# Raymarine DragonFly 4 Pro // 5 Pro



## Fr33 (8. November 2015)

Hallo Zusammen,

 Unser Boot liegt nun daheim und wird über den Winter mal wieder etwas aufgehübscht und etwas modernisiert. Dabei würden wir das alte Echo (was m.M. max zum Tiefeanzeigen noch taugt---- Humminbird Wide Optic aus dem letzten Jahrhundert) durch was neues ersetzen. 

Ich muss ja zugeben, so was neueres mit Farbe, CHIRP usw. wäre was feines. Und wovon ich mir auch was verspreche ist das Streamen per Wi-Fi auf Tablet bzw. Phone. Wir sind meist zu 2 oder gar zu 3 auf dem Boot. Und da wäre es schon mal gut, wenn beide mal nen Blick aufs Echo werfen könnten. Die Raymarine Modelle in der Pro Version bieten schon einiges... wobei das 4er halt schon ein arg kleines Display hat... dafür mit rund 340€ aber nicht teuer ist. Kartenplotter usw. ist erstmal nicht sooo wichtig (da scheinen die anderen Hersteller schon etwas mehr zu bieten).

Hat jmd die o.g Modelle und welches davon würdet ihr als die "bessere" Wahl halten?

Was mich auch interessiert - kann man bei den "neuen" Echos den Geber ebenfalls bei 1lagigen GFK Booten IM Rumpf einkleben oder funzt dann z.b das CHIRP nicht mehr etc. Irgendwie hatte ich da beim Hersteller nix gefunden....

Achja... Einsatzgebiet ist der Rhein in eher ruhigen Ecken mit bis zu 8m Tiefe (Industriehafen). Meist wegen wir uns eher bei 1,8-3,5m Wassertiefe.
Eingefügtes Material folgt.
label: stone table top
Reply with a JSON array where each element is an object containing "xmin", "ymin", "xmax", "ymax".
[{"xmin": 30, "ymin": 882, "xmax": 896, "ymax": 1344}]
Vertikalangeln machen wir weniger (würden wir aber mal öfters machen) ... Strukturen suchen, Fische orten und natürlich die Tiefe ablesen wäre nicht schlecht 

 LG
 Sascha


----------



## Lucius (9. November 2015)

*AW: Raymarine DragonFly 4 Pro // 5 Pro*

Hey Sascha,

Ich hab mir im Früjahr das Dragonfly Pro4 gekauft, hab nebenbei noch mein altes Humminbird 727 laufen.

Hab noch nen Halter von RAM für mein iPad montiert und finds eigentlich ziemlich geil.... :m

Du kannst dir die Anzeige deiner Wahl aufs iPad/Handy legen, was auch sinnvoll ist da , wie du schon selbst geschrieben hast, das Display recht klein ist....

Die Downvision-Anzeige ist cool ,du siehst Strukturen recht deutlich.

Das Chirp-Echo ist auch gut, wobei Ich auch immer ganz froh bin mal auf´s S/W-Display vom 727  schauen zu können, denn da finde Ich die Auflösung der Sicheln besser - das Dragonfly sieht manchmal etwas "überzeichnet" aus.

Bei größeren Schwärmen wird das Dragonfly öfter mal undeutlich als das Humminbird, was aber vielleicht auch an den verschiedenen Frequenzen liegen kann, bin da eher Laie...

Was noch sehr cool ist, ist die Navionics-App!

Selbst im Free-Modus der App kannst du mit dem Dragonfly "on the Fly" Tiefenkarten auf dem Handy/Tablet schreiben,...und das feature find Ich ist der Hammer, gerade wenn du öfters mal neue Gewässer befährst!

Du kannst auch in der App den Screen splitten und in der App dir eine der beiden Ansichten des Dragonfly legen und die Kombis ist die eigentliche Kür für mich.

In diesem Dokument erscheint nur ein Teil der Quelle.